Matthieu Trésarrieu

Born on 2 March 1986 in Bordeaux, France

2022 FIM Long Track World Champion


Flying Frenchman Mathieu Trésarrieu has been a regular competitor in the FIM Long Track World Championship for almost two decades and has savoured the sweet taste of success on numerous occasions.

All the way back in 2007 he ended the series in third, but he had to wait another nine years before he could match this finish again.

In 2017 he was finally crowned champion and he then went on to win a string of bronze medals before adding a second FIM gold medal to his trophy cabinet this year.

The championship kicked off in Rzeszow in Poland in June where the thirty-six-year-old – who did not contest the series last season – finished fourth on a day when reigning champion Romano Hummel from Holland suffered badly from mechanical issues.

Moving to Muhldorf in Germany the following month, Trésarrieu swept to victory and the championship lead and, still in Germany, he extended his advantage to thirteen points with the win at round three at Scheessel at the end of August.

Next up was his home round at Morizes in early September and, just a stone’s throw from Bordeaux, Trésarrieu did not disappoint the fiercely partisan fans who turned out in their thousands to watch him complete his hat-trick and move into a very healthy twenty-one-point lead with just two rounds to go.

With one hand already on the championship silverware, Trésarrieu travelled to the German city of Vechta one week later and a date with destiny.

Young British rider Zach Wajtknecht stopped the Frenchman’s win-streak with a career-first victory, but second place was easily good enough for Trésarrieu to regain the title with one round – at Roden in Holland – still to go.


FIM Long Track World Champion: 2017, 2022


Past Editions



Mathieu Trésarrieu ended France’s long wait for its first FIM Track Racing gold medal when he collected the FIM Long Track World Championship in September after a thrilling meeting in Morizes went to the final race before the title was decided. Tresarrieu, the youngest of three racing brothers, held his nerve to maintain a four-point lead he had taken into the last round to become the first Frenchman to win this competition.

Although he had headed the series from the second round Tresarrieu had to fight off a strong challenge from German debutant Michal Hartel but reached the final knowing that he needed only one point to secure his place in history. The 30-year-old used his experience to sit contently in fourth place and follow the battle at the front as Hartel’s challenge faltered.

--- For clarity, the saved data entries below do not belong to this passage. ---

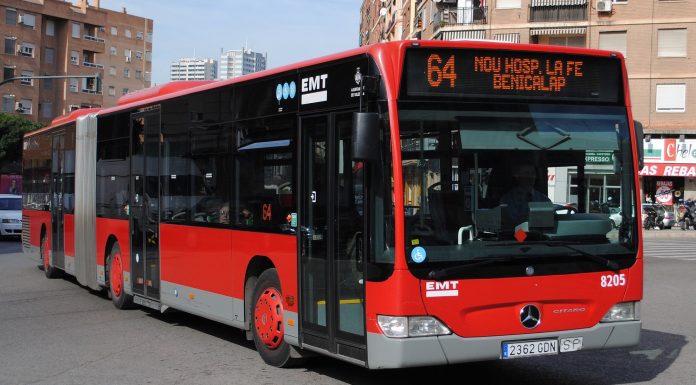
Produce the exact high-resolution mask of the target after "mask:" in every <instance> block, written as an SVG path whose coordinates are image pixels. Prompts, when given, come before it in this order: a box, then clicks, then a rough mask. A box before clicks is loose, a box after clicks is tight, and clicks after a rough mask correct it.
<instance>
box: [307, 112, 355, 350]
mask: <svg viewBox="0 0 696 385" xmlns="http://www.w3.org/2000/svg"><path fill="white" fill-rule="evenodd" d="M351 127H352V113H332V114H328V115H320V116H311V117H303V118H301V121H300V133H301V134H300V135H301V146H300V148H301V149H300V152H301V154H300V157H301V161H300V164H301V165H302V167H301V171H300V173H301V182H300V183H301V186H302V188H301V193H300V194H301V195H300V196H301V197H302V198H301V203H300V204H301V208H300V210H301V211H300V235H299V237H300V238H299V248H300V251H299V252H300V270H301V273H300V277H301V284H300V285H301V293H302V294H301V302H300V311H301V318H302V324H301V326H302V327H301V340H302V344H303V345H311V346H314V347H318V348H321V349H325V350H327V351H328V352H330V353H333V354H339V355H342V356H346V357H350V358H351V359H354V360H358V361H362V362H365V361H366V357H367V356H366V351H365V349H366V340H365V304H364V299H365V294H364V293H365V290H364V287H363V277H362V266H361V265H362V255H363V237H364V234H365V232H364V228H365V219H364V213H365V210H364V199H363V197H362V194H363V189H362V186H363V172H362V167H361V166H362V164H361V163H359V162H356V161H354V160H353V159H352V156H351V152H350V147H351V137H350V135H351Z"/></svg>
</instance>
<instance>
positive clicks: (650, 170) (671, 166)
mask: <svg viewBox="0 0 696 385" xmlns="http://www.w3.org/2000/svg"><path fill="white" fill-rule="evenodd" d="M638 174H639V175H640V176H681V177H692V178H693V177H696V164H684V163H646V164H645V167H643V169H642V170H640V172H639V173H638Z"/></svg>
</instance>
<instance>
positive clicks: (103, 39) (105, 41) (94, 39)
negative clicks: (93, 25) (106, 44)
mask: <svg viewBox="0 0 696 385" xmlns="http://www.w3.org/2000/svg"><path fill="white" fill-rule="evenodd" d="M84 38H85V40H89V41H93V42H96V43H102V44H104V43H105V42H106V40H104V39H102V38H101V37H96V36H92V35H84Z"/></svg>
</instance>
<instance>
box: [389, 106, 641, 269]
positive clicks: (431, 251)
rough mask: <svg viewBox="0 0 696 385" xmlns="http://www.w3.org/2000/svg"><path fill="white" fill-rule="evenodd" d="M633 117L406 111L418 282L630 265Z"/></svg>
mask: <svg viewBox="0 0 696 385" xmlns="http://www.w3.org/2000/svg"><path fill="white" fill-rule="evenodd" d="M443 106H444V107H443ZM424 107H425V108H424ZM626 116H627V115H626V109H625V108H624V107H613V106H573V105H549V104H504V103H501V104H498V105H494V106H491V105H488V104H486V105H483V104H476V103H466V104H464V103H437V104H432V103H430V104H425V103H418V102H401V104H400V110H399V126H400V132H401V151H402V162H403V164H402V166H403V181H404V211H405V221H404V226H405V229H404V234H405V240H404V241H405V242H406V258H407V261H408V263H409V267H410V268H411V270H412V272H414V274H416V275H417V276H419V277H420V278H423V279H426V278H431V279H432V278H435V279H451V278H465V277H467V276H472V277H474V276H493V277H495V276H514V275H524V274H528V275H529V274H530V272H529V271H526V272H525V269H519V266H520V265H521V264H523V265H524V266H526V265H529V264H530V263H534V264H535V265H536V266H538V267H537V269H536V271H535V272H534V273H533V274H564V273H565V274H570V273H577V272H583V271H599V270H602V269H607V266H609V268H611V269H618V268H625V267H628V266H630V265H632V264H633V263H634V262H635V256H636V250H637V244H636V223H637V221H636V211H635V190H634V187H633V186H634V177H633V169H634V167H633V161H632V147H631V141H630V136H629V126H628V122H627V117H626ZM463 266H467V267H463Z"/></svg>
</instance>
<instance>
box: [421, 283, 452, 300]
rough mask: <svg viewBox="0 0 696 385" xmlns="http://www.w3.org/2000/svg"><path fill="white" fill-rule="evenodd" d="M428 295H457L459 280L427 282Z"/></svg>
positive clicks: (441, 296)
mask: <svg viewBox="0 0 696 385" xmlns="http://www.w3.org/2000/svg"><path fill="white" fill-rule="evenodd" d="M425 296H426V297H457V296H459V281H442V282H437V281H430V282H426V283H425Z"/></svg>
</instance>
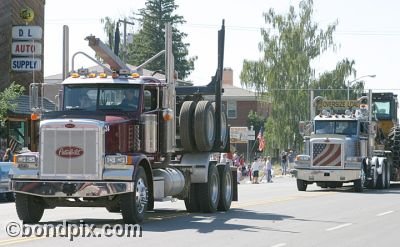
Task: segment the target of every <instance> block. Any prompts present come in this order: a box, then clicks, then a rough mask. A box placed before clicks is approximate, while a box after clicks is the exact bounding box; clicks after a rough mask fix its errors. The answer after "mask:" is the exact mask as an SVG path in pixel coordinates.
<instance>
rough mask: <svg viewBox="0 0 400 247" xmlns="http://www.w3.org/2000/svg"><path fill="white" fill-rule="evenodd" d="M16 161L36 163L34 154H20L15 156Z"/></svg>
mask: <svg viewBox="0 0 400 247" xmlns="http://www.w3.org/2000/svg"><path fill="white" fill-rule="evenodd" d="M16 163H18V164H19V163H25V164H26V163H29V164H34V163H36V156H33V155H20V156H17V162H16Z"/></svg>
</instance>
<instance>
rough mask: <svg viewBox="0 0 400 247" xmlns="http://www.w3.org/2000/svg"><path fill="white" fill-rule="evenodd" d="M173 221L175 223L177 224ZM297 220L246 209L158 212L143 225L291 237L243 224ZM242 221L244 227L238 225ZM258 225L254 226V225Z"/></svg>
mask: <svg viewBox="0 0 400 247" xmlns="http://www.w3.org/2000/svg"><path fill="white" fill-rule="evenodd" d="M169 219H174V221H173V222H171V220H169ZM285 219H293V217H292V216H288V215H279V214H268V213H259V212H255V211H252V210H245V209H231V210H230V211H228V212H217V213H214V214H203V213H187V212H186V211H183V210H155V211H152V212H148V213H147V214H146V219H145V221H144V223H142V226H143V231H146V232H170V231H177V230H188V229H193V230H196V231H197V232H199V233H209V232H214V231H230V230H241V231H249V232H255V231H258V230H267V231H279V232H289V233H299V232H294V231H285V230H280V229H275V228H270V227H259V226H255V224H251V223H252V222H249V223H250V224H243V220H251V221H253V220H258V221H273V222H274V221H282V220H285ZM239 220H240V222H241V223H240V224H239V223H238V222H239ZM67 222H68V224H76V225H79V224H88V225H90V224H94V225H96V228H101V227H102V226H103V225H105V224H110V225H111V226H113V225H116V224H123V221H122V216H121V219H88V218H86V219H69V220H68V221H67ZM253 223H254V222H253ZM39 224H41V225H44V224H52V225H57V224H63V222H62V221H48V222H40V223H39Z"/></svg>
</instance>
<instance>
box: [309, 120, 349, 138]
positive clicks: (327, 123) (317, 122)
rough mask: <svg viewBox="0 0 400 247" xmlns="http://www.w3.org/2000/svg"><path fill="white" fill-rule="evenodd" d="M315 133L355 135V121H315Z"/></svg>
mask: <svg viewBox="0 0 400 247" xmlns="http://www.w3.org/2000/svg"><path fill="white" fill-rule="evenodd" d="M315 134H338V135H348V136H350V135H357V121H322V120H320V121H315Z"/></svg>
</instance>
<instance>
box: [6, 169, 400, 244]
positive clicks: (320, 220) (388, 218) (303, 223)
mask: <svg viewBox="0 0 400 247" xmlns="http://www.w3.org/2000/svg"><path fill="white" fill-rule="evenodd" d="M399 194H400V184H399V183H397V184H396V183H395V184H393V183H392V186H391V188H390V189H388V190H366V191H365V192H364V193H355V192H353V191H352V187H351V186H347V187H344V188H341V189H335V190H329V189H321V188H319V187H316V186H315V185H312V186H309V188H308V189H307V191H306V192H298V191H297V188H296V183H295V179H294V178H290V177H281V178H275V179H274V183H269V184H265V183H262V184H248V183H243V182H242V183H241V184H240V185H239V200H240V201H239V202H234V203H233V205H232V208H231V210H230V211H229V212H225V213H223V212H219V213H216V214H200V213H199V214H197V213H196V214H189V213H186V212H185V207H184V204H183V202H182V201H177V202H157V203H156V205H155V211H154V212H150V213H148V215H147V217H146V221H145V223H144V224H142V225H141V227H142V235H141V237H139V235H140V234H139V231H137V232H136V237H132V235H131V236H130V237H127V236H110V237H106V236H105V235H104V231H101V230H102V227H104V226H105V225H108V224H109V225H110V226H111V227H113V226H118V224H122V221H121V216H120V214H117V213H114V214H112V213H108V212H107V211H106V210H105V209H101V208H56V209H53V210H47V211H45V214H44V216H43V218H42V223H41V225H40V226H43V225H44V224H53V225H54V224H63V220H67V222H68V223H69V224H76V226H77V229H78V230H79V231H80V232H79V236H76V237H73V236H71V234H70V235H69V236H65V232H61V234H64V235H62V236H63V237H52V234H53V233H54V232H51V231H50V237H46V236H45V234H44V236H42V237H21V235H19V236H17V237H9V236H8V235H7V229H6V226H7V225H10V224H11V223H10V222H16V223H19V224H20V221H19V220H18V217H17V215H16V211H15V207H14V204H13V203H6V202H2V203H0V227H1V230H0V246H40V247H46V246H52V247H54V246H67V245H69V246H92V247H93V246H96V247H99V246H115V247H116V246H128V245H130V246H133V245H139V244H140V245H143V246H161V245H162V246H163V247H164V246H167V247H168V246H171V247H172V246H173V247H177V246H207V245H208V246H210V247H211V246H252V247H253V246H274V247H282V246H296V247H297V246H304V247H305V246H307V247H309V246H324V247H325V246H335V247H336V246H398V245H399V243H398V235H397V234H398V228H399V227H400V197H399ZM79 224H81V226H80V228H79ZM84 224H87V225H90V224H94V226H93V227H95V229H94V230H93V232H95V233H96V235H97V234H102V235H101V237H99V236H96V237H94V236H93V235H91V234H89V233H92V232H91V231H90V230H92V229H91V228H90V227H89V226H88V227H86V225H84ZM31 227H33V229H34V227H35V226H31ZM117 228H118V227H117ZM16 229H17V228H13V229H12V231H11V232H13V233H15V232H16ZM77 229H75V230H77ZM34 230H35V229H34ZM36 230H37V231H38V233H41V232H40V229H39V230H38V229H36ZM83 230H85V233H82V232H83ZM25 232H27V233H29V232H28V231H27V229H25ZM74 233H75V234H77V231H75V232H74ZM108 233H110V232H108ZM111 233H114V234H120V235H123V234H122V233H123V232H122V231H118V229H116V231H114V232H111ZM82 234H83V235H85V237H82ZM39 235H40V234H39ZM87 235H90V236H87ZM71 240H72V241H71Z"/></svg>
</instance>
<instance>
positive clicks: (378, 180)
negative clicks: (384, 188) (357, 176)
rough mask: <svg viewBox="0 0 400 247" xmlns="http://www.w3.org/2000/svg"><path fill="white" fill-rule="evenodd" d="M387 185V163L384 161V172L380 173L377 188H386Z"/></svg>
mask: <svg viewBox="0 0 400 247" xmlns="http://www.w3.org/2000/svg"><path fill="white" fill-rule="evenodd" d="M385 185H386V163H385V162H383V163H382V173H381V174H378V179H377V181H376V188H378V189H384V188H385Z"/></svg>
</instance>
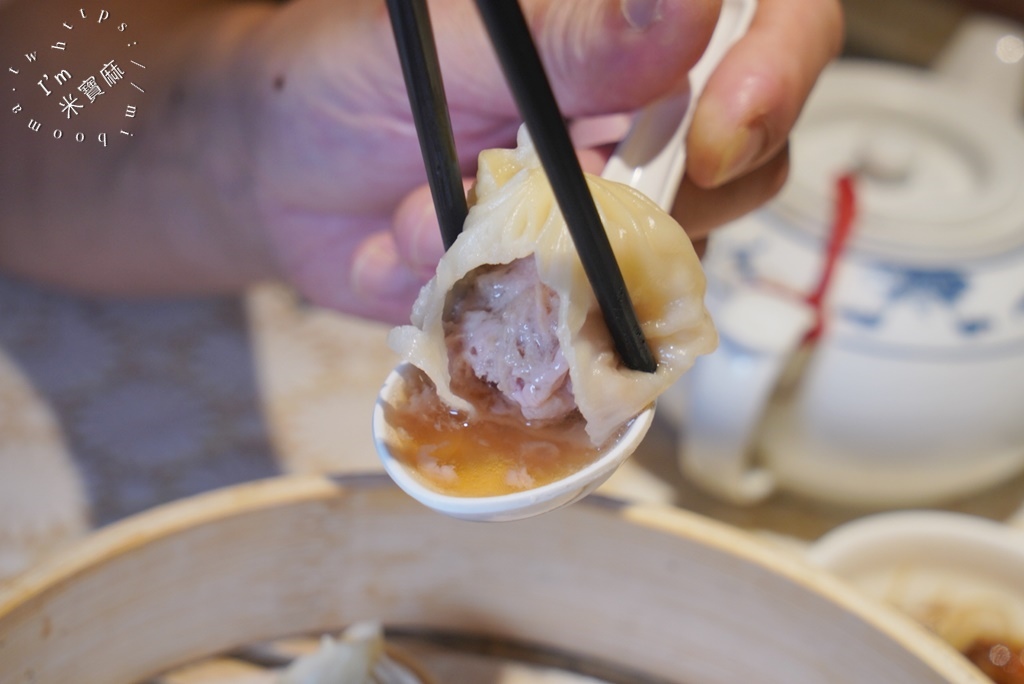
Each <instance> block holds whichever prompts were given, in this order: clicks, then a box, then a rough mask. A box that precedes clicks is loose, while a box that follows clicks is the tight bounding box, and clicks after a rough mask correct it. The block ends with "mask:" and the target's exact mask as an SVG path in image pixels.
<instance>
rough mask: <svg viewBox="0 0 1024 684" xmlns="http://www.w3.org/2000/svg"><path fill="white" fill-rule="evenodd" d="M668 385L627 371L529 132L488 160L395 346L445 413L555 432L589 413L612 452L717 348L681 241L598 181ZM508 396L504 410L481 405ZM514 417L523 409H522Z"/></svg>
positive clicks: (394, 338) (636, 306) (698, 271)
mask: <svg viewBox="0 0 1024 684" xmlns="http://www.w3.org/2000/svg"><path fill="white" fill-rule="evenodd" d="M587 179H588V183H589V185H590V188H591V193H592V194H593V196H594V201H595V203H596V205H597V209H598V212H599V213H600V215H601V219H602V221H603V223H604V226H605V230H606V231H607V233H608V239H609V241H610V243H611V246H612V250H613V251H614V253H615V258H616V260H617V261H618V265H620V268H621V269H622V271H623V277H624V280H625V282H626V286H627V289H628V290H629V293H630V296H631V297H632V299H633V305H634V308H635V309H636V312H637V317H638V318H639V320H640V325H641V328H642V329H643V332H644V335H645V337H646V338H647V343H648V344H649V345H650V347H651V351H652V352H653V354H654V358H655V359H656V360H657V372H656V373H653V374H650V373H641V372H637V371H631V370H629V369H627V368H626V367H625V366H623V364H622V361H621V360H620V358H618V355H617V353H616V352H615V349H614V345H613V343H612V340H611V337H610V335H609V333H608V331H607V327H606V326H605V324H604V319H603V316H602V315H601V310H600V308H599V306H598V304H597V300H596V299H595V297H594V293H593V291H592V289H591V287H590V283H589V282H588V281H587V276H586V273H585V272H584V269H583V264H582V263H581V262H580V257H579V255H578V254H577V251H575V248H574V246H573V244H572V240H571V238H570V236H569V232H568V228H567V226H566V225H565V221H564V219H563V218H562V214H561V212H560V210H559V208H558V205H557V202H556V200H555V198H554V195H553V194H552V190H551V186H550V184H549V183H548V179H547V176H546V175H545V173H544V169H543V168H542V166H541V163H540V161H539V159H538V158H537V155H536V153H535V151H534V147H532V143H531V142H530V140H529V137H528V135H527V134H526V132H525V128H524V127H523V128H521V129H520V132H519V140H518V146H517V147H516V148H515V149H489V151H485V152H483V153H481V155H480V158H479V171H478V173H477V178H476V184H475V186H474V190H473V196H474V197H471V202H472V206H471V208H470V211H469V215H468V217H467V219H466V223H465V226H464V228H463V232H462V233H461V234H460V236H459V238H458V240H456V242H455V244H454V245H453V246H452V247H451V249H449V251H447V252H446V253H445V254H444V256H443V258H442V259H441V260H440V262H439V263H438V266H437V272H436V273H435V275H434V277H433V279H432V280H431V281H430V282H429V283H428V284H427V285H426V286H424V288H423V290H422V291H421V292H420V296H419V297H418V299H417V300H416V304H415V305H414V307H413V313H412V324H413V325H411V326H403V327H400V328H396V329H394V330H393V331H392V332H391V334H390V336H389V338H388V342H389V344H390V345H391V347H392V348H393V349H394V350H395V351H396V352H397V353H398V354H400V355H401V356H402V357H403V358H404V359H406V360H408V361H410V362H412V364H413V365H414V366H416V367H418V368H420V369H421V370H422V371H423V372H424V373H425V374H426V375H427V376H428V377H429V378H430V380H431V381H432V382H433V383H434V385H435V386H436V388H437V393H438V396H439V397H440V399H441V400H442V401H444V403H446V404H447V405H450V407H452V408H454V409H458V410H462V411H466V412H469V413H473V412H474V411H475V410H478V408H479V407H481V405H486V407H488V410H490V411H496V410H499V411H500V410H501V407H502V405H505V407H507V408H508V410H510V411H511V410H518V411H519V412H521V413H522V415H523V417H524V418H526V419H527V420H558V419H560V418H563V417H564V416H566V415H567V414H570V413H571V412H573V411H575V410H577V409H579V411H580V413H581V414H582V416H583V418H584V419H585V420H586V421H587V433H588V435H589V436H590V439H591V441H593V443H594V444H601V443H603V442H604V441H605V440H607V439H608V438H609V437H610V436H611V435H613V434H614V433H615V432H616V431H617V430H618V428H620V427H621V426H622V425H623V424H624V423H626V422H627V421H629V420H630V419H631V418H633V417H634V416H636V415H637V414H638V413H639V412H640V411H642V410H643V409H644V408H645V407H647V405H648V404H649V403H650V402H651V401H653V400H654V399H655V398H656V397H657V396H658V395H659V394H660V393H662V392H664V391H665V390H666V389H668V387H669V386H670V385H671V384H672V383H674V382H675V381H676V380H677V379H678V378H679V377H680V376H681V375H682V374H683V373H684V372H686V371H687V370H688V369H689V368H690V366H692V364H693V361H694V359H695V358H696V356H697V355H699V354H702V353H708V352H710V351H712V350H713V349H714V348H715V345H716V343H717V335H716V333H715V329H714V327H713V325H712V323H711V318H710V316H709V314H708V311H707V309H706V308H705V305H703V294H705V277H703V271H702V270H701V268H700V262H699V260H698V258H697V256H696V253H695V252H694V251H693V247H692V245H691V244H690V241H689V239H688V238H687V237H686V233H685V231H684V230H683V229H682V227H681V226H680V225H679V223H677V222H676V221H675V219H673V218H672V217H671V216H670V215H668V214H667V213H665V212H664V211H662V209H659V208H658V207H657V206H656V205H655V204H654V203H653V202H651V201H650V200H648V199H647V198H646V197H644V196H643V195H642V194H640V193H638V191H637V190H634V189H633V188H631V187H629V186H628V185H624V184H622V183H616V182H613V181H609V180H606V179H603V178H599V177H596V176H590V175H588V178H587ZM486 392H490V393H495V392H498V393H500V394H501V396H502V397H503V400H502V401H500V402H498V404H497V405H498V407H499V408H498V409H496V408H495V405H496V404H495V402H494V401H492V400H488V399H485V397H483V396H482V394H483V393H486ZM513 408H514V409H513Z"/></svg>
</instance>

The bronze medal in the series went to Czech rider Josef Franc. Thanks to strong performances in the second part of the series he was able to overhaul James Shanes, another debutant with a bright future whose fourth place is another significant achievement and an optimistic pointer to the future of this track racing discipline and the next generation of racers.

With young riders such as Hartel, Shanes and Dutch newcomer Romano Hummel ready to challenge the established stars, the future of Long Track is looking bright.